The effect of low systolic blood pressure and its subsequent postoperative outcome during esophagectomy for esophageal cancer is not well studied.
Prospective study was conducted and data were collected on patients who underwent esophagectomy and esophagogastrostomy for esophageal cancer. Intraoperative Hypotension (IOH), defined as Systolic Blood Pressure (SBP) < 90 mm Hg lasting more than 5 minutes, was recorded. Patients’ 30 days post-operative composite outcome of mortality, anastomotic leak and prolonged hospital stay were analyzed as outcome variables
A total of 54 patients underwent esophagectomy for esophageal cancer during the study period. The mean age was 54 years. The mean duration of the surgery was 208 minutes. Intraoperative mean low SBP was 80mmHg while the lowest record was 55 mmHg.
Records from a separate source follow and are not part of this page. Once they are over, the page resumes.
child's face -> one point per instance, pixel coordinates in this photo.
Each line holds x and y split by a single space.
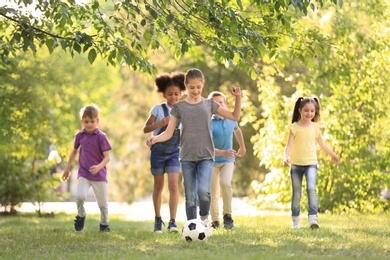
308 112
220 100
194 87
172 94
89 124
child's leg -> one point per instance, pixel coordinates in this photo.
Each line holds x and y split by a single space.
157 191
226 187
204 173
215 193
173 187
100 191
190 188
311 179
296 183
82 192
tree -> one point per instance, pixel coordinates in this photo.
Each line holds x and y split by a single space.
353 86
238 32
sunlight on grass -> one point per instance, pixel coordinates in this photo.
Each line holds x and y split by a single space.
262 237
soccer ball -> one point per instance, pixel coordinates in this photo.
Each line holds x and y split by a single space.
195 230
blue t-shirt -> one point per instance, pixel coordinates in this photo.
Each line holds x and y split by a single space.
222 130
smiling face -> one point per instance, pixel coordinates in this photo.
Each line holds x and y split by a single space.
307 112
172 94
194 88
89 124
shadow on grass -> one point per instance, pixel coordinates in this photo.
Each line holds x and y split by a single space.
263 237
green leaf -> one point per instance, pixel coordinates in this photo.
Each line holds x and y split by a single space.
92 56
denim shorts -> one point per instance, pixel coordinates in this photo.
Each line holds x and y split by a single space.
164 159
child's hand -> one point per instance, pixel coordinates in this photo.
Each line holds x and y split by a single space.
165 121
150 141
286 162
335 159
241 152
94 169
65 175
236 91
229 154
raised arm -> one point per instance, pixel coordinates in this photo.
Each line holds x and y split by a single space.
166 135
323 145
241 143
236 113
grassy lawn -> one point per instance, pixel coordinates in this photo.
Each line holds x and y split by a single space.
263 237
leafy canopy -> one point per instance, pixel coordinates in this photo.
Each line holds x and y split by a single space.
238 32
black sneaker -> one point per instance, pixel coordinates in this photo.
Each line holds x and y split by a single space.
79 223
172 227
228 221
105 228
215 225
158 225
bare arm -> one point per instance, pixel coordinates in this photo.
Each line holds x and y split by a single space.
241 143
166 135
287 150
96 168
72 156
323 145
236 113
150 124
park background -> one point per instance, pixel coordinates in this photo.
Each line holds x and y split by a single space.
335 50
58 56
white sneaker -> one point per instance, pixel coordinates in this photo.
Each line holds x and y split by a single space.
296 222
208 229
313 221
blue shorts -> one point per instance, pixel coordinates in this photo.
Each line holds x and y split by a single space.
164 159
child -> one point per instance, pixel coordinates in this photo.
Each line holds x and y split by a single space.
196 143
164 156
94 155
301 144
222 130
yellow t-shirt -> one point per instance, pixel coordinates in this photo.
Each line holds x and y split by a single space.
304 145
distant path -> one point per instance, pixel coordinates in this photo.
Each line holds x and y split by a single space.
142 209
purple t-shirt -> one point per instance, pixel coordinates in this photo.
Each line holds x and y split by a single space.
92 147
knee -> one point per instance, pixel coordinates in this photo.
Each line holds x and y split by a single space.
81 198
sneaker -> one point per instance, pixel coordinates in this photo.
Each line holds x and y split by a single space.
105 228
313 222
215 225
228 221
172 227
296 222
79 223
158 225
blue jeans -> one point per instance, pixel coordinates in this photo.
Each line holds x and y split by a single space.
197 179
310 172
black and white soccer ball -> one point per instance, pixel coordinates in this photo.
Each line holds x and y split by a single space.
195 230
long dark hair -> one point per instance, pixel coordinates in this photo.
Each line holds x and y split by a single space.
165 80
300 103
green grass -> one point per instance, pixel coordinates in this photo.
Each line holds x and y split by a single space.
263 237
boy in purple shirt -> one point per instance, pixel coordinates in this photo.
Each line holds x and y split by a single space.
94 155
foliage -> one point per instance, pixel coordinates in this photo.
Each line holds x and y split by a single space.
39 112
260 237
352 84
238 32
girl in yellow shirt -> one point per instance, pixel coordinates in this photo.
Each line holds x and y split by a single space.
300 154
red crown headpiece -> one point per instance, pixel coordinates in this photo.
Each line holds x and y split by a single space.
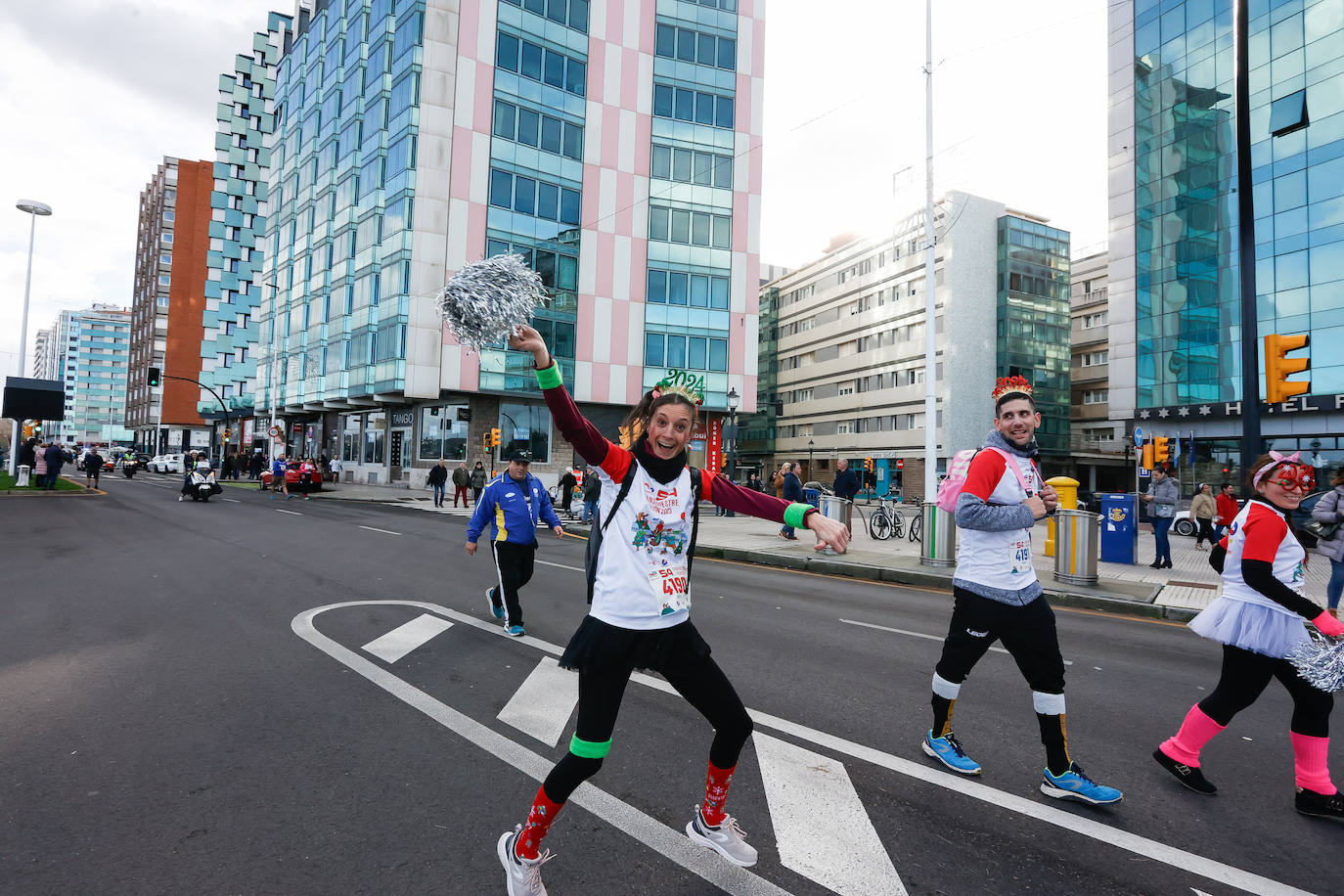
1010 385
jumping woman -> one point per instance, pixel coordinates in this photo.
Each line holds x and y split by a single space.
1258 619
640 555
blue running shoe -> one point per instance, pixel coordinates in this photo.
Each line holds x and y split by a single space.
949 752
1075 784
496 608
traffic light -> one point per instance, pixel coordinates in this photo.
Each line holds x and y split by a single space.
1278 367
1161 450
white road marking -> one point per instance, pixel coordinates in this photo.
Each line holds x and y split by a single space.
624 817
543 705
923 773
820 824
560 565
403 639
918 634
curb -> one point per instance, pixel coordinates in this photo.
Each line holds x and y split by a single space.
1059 596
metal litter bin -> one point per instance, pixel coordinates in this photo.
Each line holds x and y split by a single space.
834 508
938 540
1077 539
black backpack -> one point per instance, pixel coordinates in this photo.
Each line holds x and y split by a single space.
599 529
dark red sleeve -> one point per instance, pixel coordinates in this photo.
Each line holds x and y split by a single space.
585 437
730 496
987 469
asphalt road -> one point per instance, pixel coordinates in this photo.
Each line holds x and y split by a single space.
180 720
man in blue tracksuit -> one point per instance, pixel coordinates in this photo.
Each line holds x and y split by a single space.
513 504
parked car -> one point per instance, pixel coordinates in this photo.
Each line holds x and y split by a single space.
293 477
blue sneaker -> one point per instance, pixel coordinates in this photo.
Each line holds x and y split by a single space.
949 752
495 608
1075 784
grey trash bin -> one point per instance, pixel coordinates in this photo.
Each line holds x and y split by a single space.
938 540
834 508
1077 546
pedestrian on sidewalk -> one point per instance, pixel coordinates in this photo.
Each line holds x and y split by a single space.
791 493
1203 508
511 506
592 495
639 587
567 482
1329 511
477 482
1228 510
39 465
847 484
461 481
1161 496
996 596
437 481
93 468
1258 619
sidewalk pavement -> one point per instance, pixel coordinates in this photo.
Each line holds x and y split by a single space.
1179 593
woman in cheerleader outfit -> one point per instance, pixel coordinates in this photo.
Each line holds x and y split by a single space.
1258 618
640 553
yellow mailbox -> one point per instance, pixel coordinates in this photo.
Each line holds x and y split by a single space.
1067 490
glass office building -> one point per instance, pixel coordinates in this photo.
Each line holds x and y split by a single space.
1175 277
617 154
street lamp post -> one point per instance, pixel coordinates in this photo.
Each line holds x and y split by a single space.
733 438
34 209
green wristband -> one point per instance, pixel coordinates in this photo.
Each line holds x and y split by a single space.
589 748
550 377
796 515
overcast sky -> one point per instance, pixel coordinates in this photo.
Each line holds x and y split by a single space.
94 93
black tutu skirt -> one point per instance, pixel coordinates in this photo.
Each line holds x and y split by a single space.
599 647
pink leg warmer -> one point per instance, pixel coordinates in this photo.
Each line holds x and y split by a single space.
1196 731
1309 756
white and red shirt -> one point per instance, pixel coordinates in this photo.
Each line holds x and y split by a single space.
1260 532
999 560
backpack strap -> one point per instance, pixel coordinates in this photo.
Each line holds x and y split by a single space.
599 528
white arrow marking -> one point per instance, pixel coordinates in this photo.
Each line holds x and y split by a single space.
543 705
820 825
620 814
403 639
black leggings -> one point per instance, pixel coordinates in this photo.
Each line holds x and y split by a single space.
696 679
1027 632
1243 680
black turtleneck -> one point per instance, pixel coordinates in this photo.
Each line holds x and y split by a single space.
657 468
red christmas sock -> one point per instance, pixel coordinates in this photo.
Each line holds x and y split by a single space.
538 823
715 794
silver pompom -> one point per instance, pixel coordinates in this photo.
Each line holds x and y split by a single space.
488 299
1320 662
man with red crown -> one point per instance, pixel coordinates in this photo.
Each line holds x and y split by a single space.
996 596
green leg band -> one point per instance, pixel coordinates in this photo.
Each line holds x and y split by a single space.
588 748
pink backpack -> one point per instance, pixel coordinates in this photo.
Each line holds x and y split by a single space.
956 479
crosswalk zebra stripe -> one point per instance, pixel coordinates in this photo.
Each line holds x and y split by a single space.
543 705
820 825
403 639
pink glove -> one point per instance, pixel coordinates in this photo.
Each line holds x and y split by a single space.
1328 625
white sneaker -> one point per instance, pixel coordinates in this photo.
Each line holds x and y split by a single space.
523 876
728 838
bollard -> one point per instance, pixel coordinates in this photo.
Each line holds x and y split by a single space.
1067 490
1077 538
834 508
938 543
IOH occurred in 51 % (n=29) of patients. Anastomotic leak occurred in 7% (n=4) (OR 1.2, 95% CI 0.26-6.3; p=0.76) . In-hospital mortality was 5 % (n=3) (OR 1.44, 95% CI 0.22- 9.3; p =0.7) and 33 % (n=18) had prolonged hospital stay (OR 0.53, 95% CI 0.14- 1.9; p=0.34 ).The overall anastomotic leak rate was 13% (n=7). The 30 days operative mortality was 9% and 55 % (30) of patients had prolonged hospital stay. Multivariate analysis (logistic regression model) showed SBP < 90mmHg for more than 5 minutes was not significantly associated either with individual or composite outcomes of mortality, anastomotic leak, and prolonged hospital stay (AOR 1.06, 95% CI 0.98-1.14; p=0.16)
In patients undergoing esophagectomy for esophageal cancer, a systolic blood pressure < 90 mm Hg for greater than 5 minutes during surgery has no significant statistical association with composite adverse outcomes of mortality, anastomotic leak, and prolonged hospital stay.